Under this scenario global oil demand would drop by about 10 million barrels per day. That represents about 10 percent of current oil production. Projecting that forward to anticipated energy demand in 2040 indicates that oil usage would likely be slightly higher than today, thus suggesting that electric car use will not prove a game changer for oil demand.

Energy supplies

On the supply side, the BP report sees U.S. tight oil providing much of the supply growth in oil in the earlier years of the forecast. Then, as the growth in tight oil starts to plateau, there will be a heightened role for oil supplies from the members of the Organization of the Petroleum Exporting Countries. However, a key uncertainty is the potential for tight oil production to keep growing.

The Energy Outlook suggests that natural gas usage will grow much more strongly than that of oil or coal. This growth will take place in particular in the power and industrial sectors. There will likely be an increase in gas demand by developing countries, with low cost gas becoming increasingly available around the world as liquefied natural gas supplies increase. Moreover, government policies, particularly in China, are encouraging moves away from the use of coal towards cleaner, low carbon fuels including natural gas. However, even if stringent climate policies were to dampen gas demand, that demand is unlikely to drop below current levels.

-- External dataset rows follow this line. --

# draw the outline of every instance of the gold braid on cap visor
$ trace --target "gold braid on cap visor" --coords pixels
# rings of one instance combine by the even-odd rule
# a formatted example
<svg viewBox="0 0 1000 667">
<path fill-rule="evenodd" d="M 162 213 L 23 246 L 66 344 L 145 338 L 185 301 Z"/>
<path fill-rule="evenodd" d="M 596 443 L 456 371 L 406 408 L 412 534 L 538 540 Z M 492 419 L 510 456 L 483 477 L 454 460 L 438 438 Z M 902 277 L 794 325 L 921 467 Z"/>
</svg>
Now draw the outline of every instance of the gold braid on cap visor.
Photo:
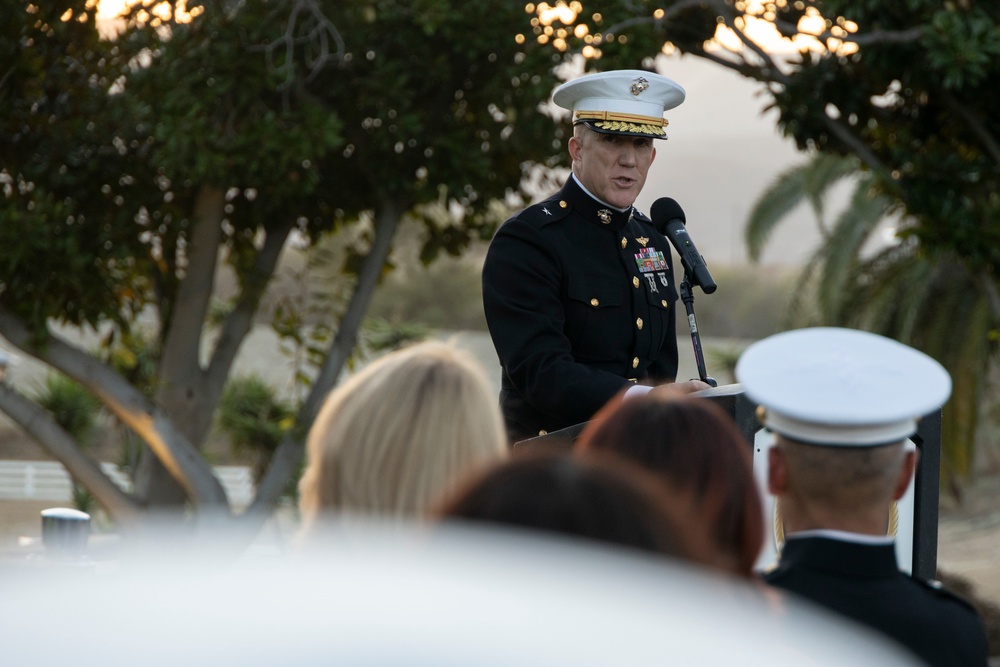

The use of renewable energy, in particular wind and solar, is growing the fastest of any energy sector, accounting for about 40 percent of the growth in primary energy sources. Renewables are gaining share within the energy mix more quickly than has any other fuel seen in history.

Falling costs and, with that, increasing competitiveness, are driving the growth in renewable energy. In addition to continuing improvements in technology, there is strong government support for renewable use. And as the use of renewables grows, production improves and costs fall, leading to faster growth. The result, by 2040, will likely be the most diversified fuel mix that the world has ever seen, with oil, gas, coal and non-fossil fuels each accounting for about 25 percent of the total energy supply. And with maintained or increased future government support for renewables, the penetration of renewables could go much higher.

Carbon emissions

Carbon emissions

The anticipated future of carbon emissions varies considerably between different energy transition scenarios. Under the evolving transition scenario, with energy evolution continuing along its current path, carbon emissions will continue to rise, albeit much more slowly than in the past. To bring carbon emissions to the levels required by the Paris agreement, there will need to be a much more decisive break from past energy habits, with the power generation sector being particularly critical to driving change - even a future complete ban on internal combustion engine cars would do little to move the carbon dioxide pendulum, Dale commented.

BP Group CEO Bob Dudley, when introducing the Energy Outlook, commented that a “race to renewables” will not meet the Paris goals. The focus, instead, needs to be on lower emissions. What is needed is a comprehensive approach involving both efficiency in energy use and a continuing lower carbon fuel mix, he said.

Dale commented that, in his view, the key to reducing carbon emissions is carbon pricing. Placing a price on carbon emissions provides an incentive for everyone, both energy producers and energy consumers, to play a role in the carbon emissions aspects of the energy transition, he said.